I have encountered lots of students in my short career as a flight instructor. They have come from all walks of life from 14 years of age to 70 and from all over the world. They all bring different views, expectations, and resources to the table but unfortunately not all succeed. In fact I would say that 90% of the people that walk through our doors leave without licenses. There are probably as many reasons as there are people but I’ve discovered a few that keep repeating themselves.
- Be passionate: Your passion will give you the energy needed to unravel the mysteries of flight from theory of flight to meteorology. Your passion will take you through the gloomy weather days and keep you aloft in spirit when your instructor criticizes a little too harshly. Your passion will take you through those awful ramp jobs and low paying instructor jobs : )
- Financing: Make sure before you start your training that you have enough money to complete the training and whatever the school quoted you at add another safe amount. I have seen so many situations, including my own, where a student was unable to go the distance simply because of affordability.
- The Medical: If you’re concerned about your high blood pressure, your hearing, or your vision, book a medical with a Civil Aviation Medical Examiner first. There’s no point in spending thousands of dollars just to have your health quash your dreams.
- Study Hard: If you don’t have good study habits or have been out of school for decades, then you need to ramp up your study habits. Procrastination is a licence killer simply because there are too many tests that you have to do. Right off the hop, you have to do the Radio Exam and get 70%, the PSTAR where you need 90%, and then the Written Exam which tests your knowledge of Air Law, Meteorology, Navigation, and General Knowledge to name a few. The area which requires lots of studying and review is learning the flight exercises. I tell newbie students all the time that 90% of the learning happens on the ground and when we are airborne we put them into practice. I can tell immediately when a student has reviewed or not prior to a flight because either he knows the exercises or not and when each 0.1 of an hour costs $17, it’s a heckuva a lot to pay if I have to keep demonstrating the same old exercises.
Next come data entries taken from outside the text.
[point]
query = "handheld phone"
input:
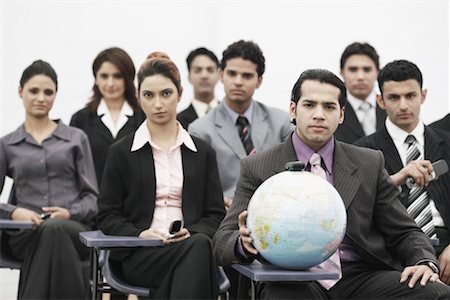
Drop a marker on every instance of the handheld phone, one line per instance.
(45, 216)
(174, 227)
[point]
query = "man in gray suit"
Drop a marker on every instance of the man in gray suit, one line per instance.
(384, 254)
(241, 71)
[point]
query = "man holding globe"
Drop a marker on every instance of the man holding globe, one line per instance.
(384, 254)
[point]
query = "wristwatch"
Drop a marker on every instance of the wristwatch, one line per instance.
(433, 267)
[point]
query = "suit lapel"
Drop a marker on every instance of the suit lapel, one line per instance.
(228, 132)
(381, 117)
(345, 182)
(101, 129)
(189, 184)
(148, 184)
(351, 118)
(260, 126)
(386, 145)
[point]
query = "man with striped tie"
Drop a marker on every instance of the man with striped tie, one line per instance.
(384, 254)
(410, 148)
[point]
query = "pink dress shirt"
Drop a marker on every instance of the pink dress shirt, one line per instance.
(169, 176)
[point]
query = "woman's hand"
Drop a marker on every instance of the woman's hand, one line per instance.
(57, 212)
(179, 236)
(152, 233)
(24, 214)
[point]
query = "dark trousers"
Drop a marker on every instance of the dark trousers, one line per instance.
(184, 270)
(52, 257)
(359, 281)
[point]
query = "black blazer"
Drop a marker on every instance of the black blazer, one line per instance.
(187, 116)
(437, 146)
(351, 130)
(99, 135)
(127, 196)
(443, 124)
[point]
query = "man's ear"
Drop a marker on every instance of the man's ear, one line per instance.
(380, 101)
(259, 81)
(424, 95)
(221, 75)
(342, 117)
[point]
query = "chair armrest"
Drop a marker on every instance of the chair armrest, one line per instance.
(12, 224)
(97, 239)
(262, 272)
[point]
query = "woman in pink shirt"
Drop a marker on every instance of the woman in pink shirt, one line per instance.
(156, 176)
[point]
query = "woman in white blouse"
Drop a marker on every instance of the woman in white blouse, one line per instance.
(156, 176)
(113, 111)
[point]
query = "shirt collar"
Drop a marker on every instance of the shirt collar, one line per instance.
(398, 135)
(234, 115)
(142, 136)
(356, 102)
(201, 107)
(126, 109)
(304, 152)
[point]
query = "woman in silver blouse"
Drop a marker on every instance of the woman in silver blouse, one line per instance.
(55, 187)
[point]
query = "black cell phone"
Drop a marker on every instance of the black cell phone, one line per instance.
(174, 227)
(45, 216)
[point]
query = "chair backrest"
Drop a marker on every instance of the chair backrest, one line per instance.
(7, 260)
(116, 282)
(114, 279)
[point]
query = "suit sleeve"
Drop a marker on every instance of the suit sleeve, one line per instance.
(402, 235)
(86, 207)
(226, 237)
(110, 218)
(214, 210)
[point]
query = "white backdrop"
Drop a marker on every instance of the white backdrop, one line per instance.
(294, 36)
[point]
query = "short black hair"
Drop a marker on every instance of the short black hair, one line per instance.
(399, 70)
(201, 51)
(361, 49)
(39, 67)
(247, 50)
(323, 76)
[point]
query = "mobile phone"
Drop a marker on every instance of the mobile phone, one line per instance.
(45, 216)
(174, 227)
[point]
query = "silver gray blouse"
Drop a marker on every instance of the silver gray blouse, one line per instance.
(59, 172)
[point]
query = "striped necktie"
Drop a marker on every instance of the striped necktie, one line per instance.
(333, 263)
(418, 205)
(244, 134)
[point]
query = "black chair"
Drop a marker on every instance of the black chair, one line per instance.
(107, 279)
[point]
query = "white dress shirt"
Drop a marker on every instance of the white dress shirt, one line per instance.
(106, 117)
(201, 108)
(398, 135)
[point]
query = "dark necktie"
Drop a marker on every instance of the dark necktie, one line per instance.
(333, 263)
(244, 134)
(418, 205)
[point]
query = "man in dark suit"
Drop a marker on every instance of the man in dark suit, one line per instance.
(443, 124)
(359, 69)
(402, 96)
(203, 67)
(384, 254)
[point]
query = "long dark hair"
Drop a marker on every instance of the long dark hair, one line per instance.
(123, 62)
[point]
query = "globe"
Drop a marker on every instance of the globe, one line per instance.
(297, 220)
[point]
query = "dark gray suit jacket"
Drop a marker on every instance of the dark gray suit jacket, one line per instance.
(351, 130)
(377, 223)
(437, 146)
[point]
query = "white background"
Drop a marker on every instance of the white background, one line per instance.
(294, 36)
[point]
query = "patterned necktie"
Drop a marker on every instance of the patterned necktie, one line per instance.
(418, 205)
(368, 119)
(333, 263)
(244, 134)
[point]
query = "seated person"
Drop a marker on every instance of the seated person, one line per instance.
(384, 255)
(52, 169)
(155, 176)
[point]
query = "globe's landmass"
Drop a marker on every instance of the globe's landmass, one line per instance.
(296, 219)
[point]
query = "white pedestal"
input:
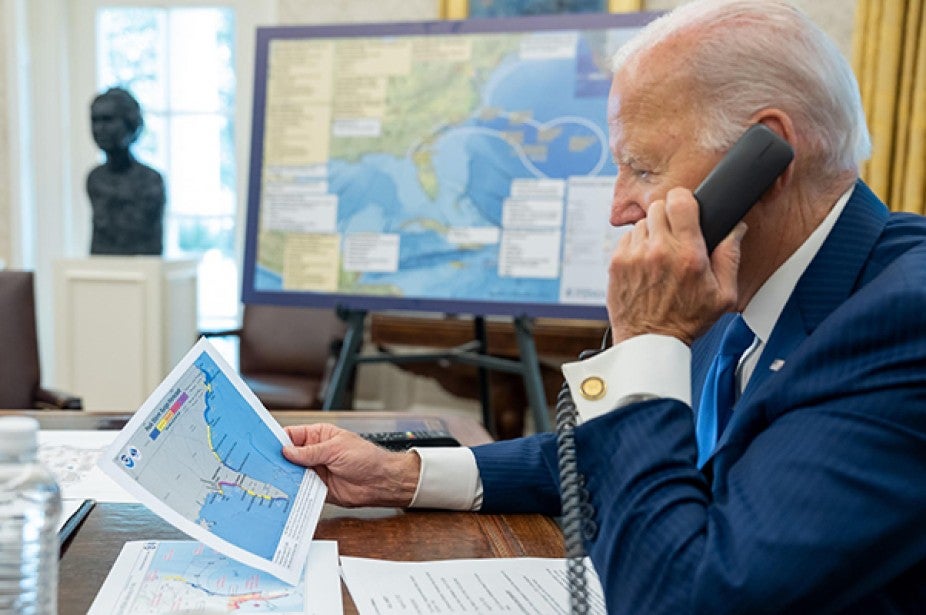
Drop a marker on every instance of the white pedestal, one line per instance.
(121, 324)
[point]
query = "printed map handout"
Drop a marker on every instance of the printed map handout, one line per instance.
(203, 453)
(185, 576)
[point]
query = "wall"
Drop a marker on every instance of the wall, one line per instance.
(304, 12)
(5, 154)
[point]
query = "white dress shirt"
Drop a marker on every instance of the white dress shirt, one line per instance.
(645, 366)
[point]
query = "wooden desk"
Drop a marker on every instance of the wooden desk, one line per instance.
(367, 532)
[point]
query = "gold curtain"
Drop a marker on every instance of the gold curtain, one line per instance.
(889, 57)
(459, 9)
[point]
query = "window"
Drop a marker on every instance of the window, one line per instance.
(179, 63)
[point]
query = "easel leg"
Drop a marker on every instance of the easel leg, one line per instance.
(485, 399)
(347, 360)
(530, 371)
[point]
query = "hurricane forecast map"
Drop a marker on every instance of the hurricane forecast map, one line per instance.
(202, 456)
(470, 167)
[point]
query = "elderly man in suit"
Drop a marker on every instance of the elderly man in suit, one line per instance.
(807, 497)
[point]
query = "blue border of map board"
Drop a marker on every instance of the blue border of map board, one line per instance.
(250, 294)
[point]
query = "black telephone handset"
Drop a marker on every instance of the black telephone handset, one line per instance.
(742, 176)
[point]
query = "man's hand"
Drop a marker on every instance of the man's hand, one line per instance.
(357, 472)
(661, 279)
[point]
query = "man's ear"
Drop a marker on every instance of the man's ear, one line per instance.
(780, 122)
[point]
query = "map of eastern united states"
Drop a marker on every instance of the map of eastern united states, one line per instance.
(219, 466)
(464, 119)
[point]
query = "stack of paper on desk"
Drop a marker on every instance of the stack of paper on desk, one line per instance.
(152, 577)
(450, 587)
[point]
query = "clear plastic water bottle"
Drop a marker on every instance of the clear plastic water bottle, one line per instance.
(30, 504)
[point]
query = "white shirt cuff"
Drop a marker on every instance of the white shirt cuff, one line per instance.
(643, 366)
(449, 479)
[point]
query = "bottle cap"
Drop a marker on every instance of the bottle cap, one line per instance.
(18, 434)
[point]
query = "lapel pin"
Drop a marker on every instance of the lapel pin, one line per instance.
(592, 388)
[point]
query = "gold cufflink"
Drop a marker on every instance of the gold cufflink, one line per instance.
(592, 388)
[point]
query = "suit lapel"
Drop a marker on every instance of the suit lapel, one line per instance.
(830, 278)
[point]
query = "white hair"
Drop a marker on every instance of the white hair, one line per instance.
(751, 55)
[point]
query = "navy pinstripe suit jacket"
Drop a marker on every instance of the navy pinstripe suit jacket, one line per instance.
(815, 498)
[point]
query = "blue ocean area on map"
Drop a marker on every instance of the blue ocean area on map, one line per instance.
(475, 168)
(258, 457)
(207, 575)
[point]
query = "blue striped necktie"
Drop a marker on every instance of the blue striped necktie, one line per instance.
(719, 392)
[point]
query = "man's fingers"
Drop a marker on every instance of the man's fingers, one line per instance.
(681, 213)
(309, 455)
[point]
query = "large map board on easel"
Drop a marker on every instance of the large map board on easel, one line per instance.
(456, 167)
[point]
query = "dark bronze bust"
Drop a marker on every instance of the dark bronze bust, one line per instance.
(126, 196)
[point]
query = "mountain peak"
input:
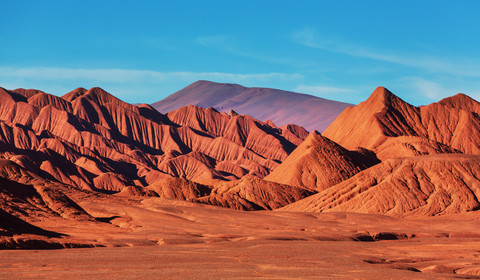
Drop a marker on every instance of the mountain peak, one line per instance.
(383, 95)
(279, 106)
(232, 113)
(458, 101)
(74, 94)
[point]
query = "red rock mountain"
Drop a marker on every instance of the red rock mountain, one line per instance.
(416, 186)
(91, 140)
(319, 163)
(449, 126)
(381, 156)
(281, 107)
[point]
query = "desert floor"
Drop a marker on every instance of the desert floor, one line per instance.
(153, 238)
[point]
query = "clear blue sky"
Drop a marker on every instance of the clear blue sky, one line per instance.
(142, 51)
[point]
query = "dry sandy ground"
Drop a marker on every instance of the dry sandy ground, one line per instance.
(152, 238)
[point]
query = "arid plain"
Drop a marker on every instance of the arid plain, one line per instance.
(387, 191)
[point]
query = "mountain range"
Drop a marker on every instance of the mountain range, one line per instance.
(382, 156)
(265, 104)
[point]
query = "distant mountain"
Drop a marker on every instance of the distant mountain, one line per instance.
(281, 107)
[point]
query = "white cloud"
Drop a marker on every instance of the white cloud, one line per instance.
(230, 44)
(309, 37)
(124, 75)
(433, 90)
(134, 86)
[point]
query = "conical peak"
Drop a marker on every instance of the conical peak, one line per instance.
(74, 94)
(458, 100)
(381, 93)
(232, 113)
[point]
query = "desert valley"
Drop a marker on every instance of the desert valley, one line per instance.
(199, 189)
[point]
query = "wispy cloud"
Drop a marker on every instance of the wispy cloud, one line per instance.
(230, 44)
(125, 75)
(309, 37)
(131, 85)
(433, 90)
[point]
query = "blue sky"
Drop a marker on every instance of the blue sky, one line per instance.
(143, 51)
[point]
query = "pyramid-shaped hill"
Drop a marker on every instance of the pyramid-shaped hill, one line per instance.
(319, 163)
(281, 107)
(451, 124)
(416, 186)
(90, 139)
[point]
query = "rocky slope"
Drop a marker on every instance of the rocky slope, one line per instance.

- Time: You cannot expect to finish a licence in a reasonable amount of time if you are burdened by a full time job, family life, extracurricular activities, etc. Students who book once a week will probably have 30% cancelled and end up working at their licence for years or drop out due to a lack of improvement. Their flight training costs due to extra flights needed can almost double in cases. You need to be dedicated to completing your licence in a reasonable amount of time. It might be a good idea to set a date in mind to do your flight test or written test and try to stick with it. Consult with your instructor and work out a schedule to get it done.
This is by no means a complete list but if you have most of the above mentioned in your favour, then there’s no reason you can’t succeed in your flight training.